Friday, June 26, 2009

Until 2015: How can we optimise the implementation of the MDGs?

by Anna Lauridsen

This week, development practitioners, experts and academics gathered in Brussels to discuss the state of play of the Millennium Development Goals at After 2015: Promoting Pro-Poor policy After the MDGs. Co-organised by DFID, ActionAid, the EADI, and the Development Studies Association, the event attracted panelists from across the development field.


The conference set out to tackle two ambitious questions: 1) What has been the impact of the MDG paradigm on poverty reduction to date and what does that mean for an MDG plus agenda? and 2) What are the key meta-processes shaping development over the next 10-15 years and what do they imply for an MDG plus agenda? The conclusions from the conference were meant to feed into the upcoming 10 year review of the MDGs in 2010.

Despite the doom and gloom surrounding the MDGs and how they are not expected to be achieved (especially in the light of the financial, food and fuel crises) a few suggestions were made on turning the situation around, or at least improving it. Some speakers suggested a new paradigm of global sustainable development, including poverty, and others proposed additional millennium goals of social inclusion. However, at this point in time, what is really needed?

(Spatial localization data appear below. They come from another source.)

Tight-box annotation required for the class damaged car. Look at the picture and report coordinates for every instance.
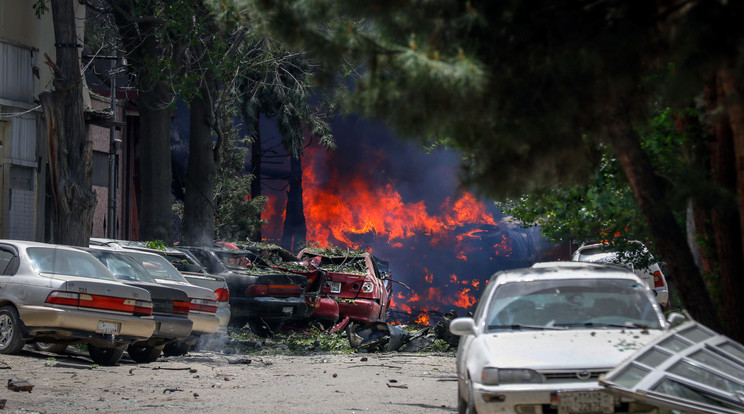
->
[0,241,156,366]
[176,246,309,335]
[450,262,674,414]
[295,247,393,325]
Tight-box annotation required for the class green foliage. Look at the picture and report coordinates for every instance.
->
[33,0,49,18]
[143,240,167,251]
[499,106,704,266]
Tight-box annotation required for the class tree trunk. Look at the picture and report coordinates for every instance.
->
[42,0,96,247]
[250,115,262,241]
[711,68,744,342]
[113,5,173,243]
[181,81,216,246]
[135,81,174,243]
[607,106,722,332]
[281,154,306,251]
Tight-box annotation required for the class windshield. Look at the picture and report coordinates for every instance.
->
[87,250,158,283]
[126,251,189,283]
[485,278,663,331]
[27,247,117,280]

If the MDGs are failing, would it really be wise to add new ones at this stage? Are we risking an intellectualisation of the MDGs, and of development at large? Perhaps the answer is more practical and straightforward and less high-level and policy oriented.

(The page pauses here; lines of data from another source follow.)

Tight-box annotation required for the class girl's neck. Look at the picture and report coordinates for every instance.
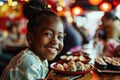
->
[29,47,45,62]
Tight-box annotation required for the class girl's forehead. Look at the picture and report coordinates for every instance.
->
[34,17,64,33]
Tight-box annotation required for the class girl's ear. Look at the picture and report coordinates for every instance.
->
[26,32,33,45]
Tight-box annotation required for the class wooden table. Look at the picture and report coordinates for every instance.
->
[47,42,120,80]
[47,70,120,80]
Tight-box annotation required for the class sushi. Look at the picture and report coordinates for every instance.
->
[95,57,107,70]
[104,57,120,70]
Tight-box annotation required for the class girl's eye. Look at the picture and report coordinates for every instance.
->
[58,35,64,41]
[44,32,52,38]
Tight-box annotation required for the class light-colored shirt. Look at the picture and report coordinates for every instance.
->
[107,20,120,42]
[0,48,49,80]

To date, the MDGs have worked and failed to various degrees in different countries. As most of the developed and developing world has entered the information and communication age it is high time to ask how this change could benefit the poor. Undoubtedly, MDG 5 of improving maternal health, which has been the biggest failure across the board, could have been alleviated by better infrastructure and information, but also by the use of information technology. There is no question that the use of mobile phones and other web based tools to exchange information must be further explored and integrated in all development work.

Finally, to what extent can countries learn from each others' success and failures? How could a system for peer review be set up among countries implementing the MDGs in order for them to monitor each others progress? Is there for the possibility for more locally defined measures and indicators? Louis Kasekende highlighted how the tracking of progress is undermined by the lack of current and reliable data and how poor quality of data makes monitoring difficult. The multiplicity of players also contributes to a lack of coherence, coordination, and duplication of effort. The need for reliable data and targets points to yet another role ICT can play in achieving the international development agenda.

The conference provided the opportunity to discuss the approaching deadline of the MDGs and what can be done to ensure that all of the efforts used to achieve them – regardless of success – was not completely wasted. The questions raised by the participants show clearly that there is a growing need for information and communication technology in the future of development.